RE: rating drift, it seems that on the whole, the mean & spread of all ranks is fairly stable, but yes, bots do go up and down, when in theory they should be at a constant strength. I'm not sure how much of a problem this is.
19x19 games against bots do count, even with a handicap. You still have a ways to go in terms of bringing your rating's confidence above the threshold, which is currently a std deviation of about 120 elo. (Yours is at 168). Does those numbers seem reasonable based on the games you played? Computing the variance was a tricky part of the algorithm.
Thanks for adding links to GoShrine and the ruby library on the WHR page.
Re: Whole History Rating open source implementation.
Posted: Tue May 29, 2012 2:07 am
by Rémi
pete wrote:19x19 games against bots do count, even with a handicap.
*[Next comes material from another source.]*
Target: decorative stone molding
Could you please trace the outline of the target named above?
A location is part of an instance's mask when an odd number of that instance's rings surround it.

You still have a ways to go in terms of bringing your rating's confidence above the threshold, which is currently a std deviation of about 120 elo. (Yours is at 168). Does those numbers seem reasonable based on the games you played?
Yes, but I would not use such a threshold, because the games I played already should give a rough indication of my level. If you compute confidence intervals, it would be nice to show/plot them. If you are concerned that some players may reach the top rank if they are lucky in their first games, you could simply sort them according to the lower bound of their confidence interval instead.
BTW, this is what I would do in a server: give the lower bound of the confidence interval as player rating. It has the advatange of giving players an incentive to play more, as the bound would slowly go down when they stop playing. This would be unlike KGS, where the best way to increase one's rating is to stop playing.
Rémi
Re: Whole History Rating open source implementation.
Posted: Tue May 29, 2012 7:11 am
by pete
Rémi wrote:BTW, this is what I would do in a server: give the lower bound of the confidence interval as player rating. It has the advantage of giving players an incentive to play more, as the bound would slowly go down when they stop playing. This would be unlike KGS, where the best way to increase one's rating is to stop playing.
Rémi
Interesting idea. Are there any other servers that do this? It may have some weird side effects, though. Your rank would almost always go up after playing a game if it's been a while since your last game, even if you lost. And if you won an improbable game, would it be possible that your rank could go down, by spreading the variance more than increasing the mean?
Re: Whole History Rating open source implementation.
Posted: Tue May 29, 2012 7:39 am
by Rémi
pete wrote:Rémi wrote:BTW, this is what I would do in a server: give the lower bound of the confidence interval as player rating. It has the advantage of giving players an incentive to play more, as the bound would slowly go down when they stop playing. This would be unlike KGS, where the best way to increase one's rating is to stop playing.
Rémi
Interesting idea. Are there any other servers that do this? It may have some weird side effects, though. Your rank would almost always go up after playing a game if it's been a while since your last game, even if you lost. And if you won an improbable game, would it be possible that your rank could go down, by spreading the variance more than increasing the mean?
I don't think it is possible. Playing a game will always reduce the variance, so a win will always increase the rank.
In some really extreme cases, when the Gaussian approximation of the posterior is wrong, it may be that a loss will increase the lower confidence bound. But I don't expect that would happen much. And if that happens, the lower bound in question would be much lower than the real level of the player (because the rating would be extremely uncertain), so it should be no problem.
Nobody will complain if their rating increases more than they expect, anyway. What's important, is that it gives an incentive for playing.
Rémi
Re: Whole History Rating open source implementation.
Posted: Tue May 29, 2012 11:06 am
by RobertJasiek
Rémi wrote:Nobody will complain if their rating increases more than they expect
Wrong. (If you don't remember, I have complained about such earlier.)